Ctrl-Alt-Right-Delete columnist Melissa Ryan: “We’re all antifa (allegedly). The Trump Regime can’t define it. That’s the point.”
The Trib: The feds admit they detained for eight months and then deported a Chicago man to Venezuela because of a lousy “inadvertent error.”

Illinois passes. It’s one of several states opting out of Trump’s 250th anniversary celebration in Washington.
Ex-Jezebel editor-in-chief Laura Bassett: “No one showed up to the Great American State Fair except a masturbating Uncle Sam.”
Pulitzer winner Gene Weingarten went there: “I did not see throngs. I mostly saw small, scattered knots of folks who seemed stupefied.”
Everyone is entitled to my own opinion columnist Jeff Tiedrich: Trump’s “sleazy, for-profit attempt to hijack America’s 250th birthday … is quickly turning into a huge, stinky pile of shit” …
 … and it’s getting worse.
Journalism watchdog Mark Jacob on a New York Times story about a billion-dollar mining deal that stands to benefit Trump’s sons (gift link): “The Trump regime has one goal: to stuff money in the Trumps’ pockets, no matter who gets hurt.”

‘As a centrist Democrat, I cannot accept new ideas. Or winning.’ USA Today’s Chicago-based columnist Rex Huppke mocks those who fear the party’s moving so far left that it might win.
Columnist and former U.S. Rep. Marie Newman: “Corporate Democrats’ tantrums are not going to work.”
Former Trib columnist Charlie Madigan—who spent the ’70s as a correspondent in the Soviet Union—dismisses Trump’s “loudly voiced fear that election victories by Democratic socialists in recent primaries are signs of an emerging Communism being pushed by Democrats.”

Axios: The plan “underscores the pressure that media companies face to evolve as technology upends the way consumers engage with content.”
Spyglass columnist M.G. Siegler speculates on potential buyers—including Elon Musk’s SpaceX.
Another Times gift link: As a corporate merger threatens to put CNN under the same regressive leadership now steering CBS, its journalists are bracing for the worst.
The corporate parent of Saks and Nieman Marcus is out of bankruptcy—with a new name.

Swisher’s big swing.

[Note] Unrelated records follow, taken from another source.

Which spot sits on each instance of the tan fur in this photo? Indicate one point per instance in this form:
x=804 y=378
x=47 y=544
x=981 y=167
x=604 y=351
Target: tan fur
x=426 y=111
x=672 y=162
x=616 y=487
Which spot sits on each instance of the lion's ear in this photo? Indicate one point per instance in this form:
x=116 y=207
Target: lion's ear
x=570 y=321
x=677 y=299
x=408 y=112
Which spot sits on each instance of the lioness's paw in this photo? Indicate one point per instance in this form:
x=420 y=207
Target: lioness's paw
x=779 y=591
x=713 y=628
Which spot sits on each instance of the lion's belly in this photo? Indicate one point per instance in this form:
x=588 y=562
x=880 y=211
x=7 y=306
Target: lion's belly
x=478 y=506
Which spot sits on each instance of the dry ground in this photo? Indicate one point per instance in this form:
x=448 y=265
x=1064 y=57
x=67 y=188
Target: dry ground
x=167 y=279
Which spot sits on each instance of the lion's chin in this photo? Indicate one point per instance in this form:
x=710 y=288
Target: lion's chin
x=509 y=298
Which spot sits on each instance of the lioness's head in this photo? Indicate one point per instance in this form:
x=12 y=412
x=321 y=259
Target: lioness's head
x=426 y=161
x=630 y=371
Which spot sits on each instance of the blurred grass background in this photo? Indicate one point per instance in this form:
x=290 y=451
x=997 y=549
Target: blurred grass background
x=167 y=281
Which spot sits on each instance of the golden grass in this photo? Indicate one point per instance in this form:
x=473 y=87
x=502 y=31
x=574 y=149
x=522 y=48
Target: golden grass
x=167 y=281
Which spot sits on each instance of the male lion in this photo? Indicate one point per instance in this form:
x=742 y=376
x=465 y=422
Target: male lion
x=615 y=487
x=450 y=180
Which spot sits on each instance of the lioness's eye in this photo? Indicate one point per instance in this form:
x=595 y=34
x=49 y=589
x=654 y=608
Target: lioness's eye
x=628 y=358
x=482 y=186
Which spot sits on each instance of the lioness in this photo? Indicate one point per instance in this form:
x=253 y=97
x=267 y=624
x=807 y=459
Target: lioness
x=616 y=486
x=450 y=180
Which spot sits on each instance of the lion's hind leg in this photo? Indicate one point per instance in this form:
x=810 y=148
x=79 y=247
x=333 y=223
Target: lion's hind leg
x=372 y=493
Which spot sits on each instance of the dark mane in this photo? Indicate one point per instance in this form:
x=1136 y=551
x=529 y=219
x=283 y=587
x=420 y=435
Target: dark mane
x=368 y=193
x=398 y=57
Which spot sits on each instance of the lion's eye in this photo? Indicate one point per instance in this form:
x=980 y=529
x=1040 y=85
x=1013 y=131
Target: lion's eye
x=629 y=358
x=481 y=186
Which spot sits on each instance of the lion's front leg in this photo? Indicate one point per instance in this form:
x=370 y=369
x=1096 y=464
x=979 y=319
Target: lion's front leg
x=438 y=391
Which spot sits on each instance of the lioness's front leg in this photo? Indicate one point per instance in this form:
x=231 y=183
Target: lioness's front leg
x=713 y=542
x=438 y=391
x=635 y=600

The AP says longtime tech journalist Kara Swisher is “betting the influence that made her a Silicon Valley force will translate into politics.”
Flashback: Swisher mapped the “war for the web” in a 1998 interview with your Square columnist—a sit-down that now feels like a time capsule from the dawn of the consumer internet age.
John Oliver’s begging for a role in a TV soap opera has paid off—with roles in two shows.

To AI or not to AI? An invitation in Friday’s Chicago Public Square to comment on reader and contributor Jan Kodner’s use of AI to generate editorial cartoons generated so much thoughtful response that … well, take a look at the first Square letters page.
LA Times alumnus and Rebuilding Local News policy director Matt Pearce: “It’s not journalism’s job to make AI more accurate.”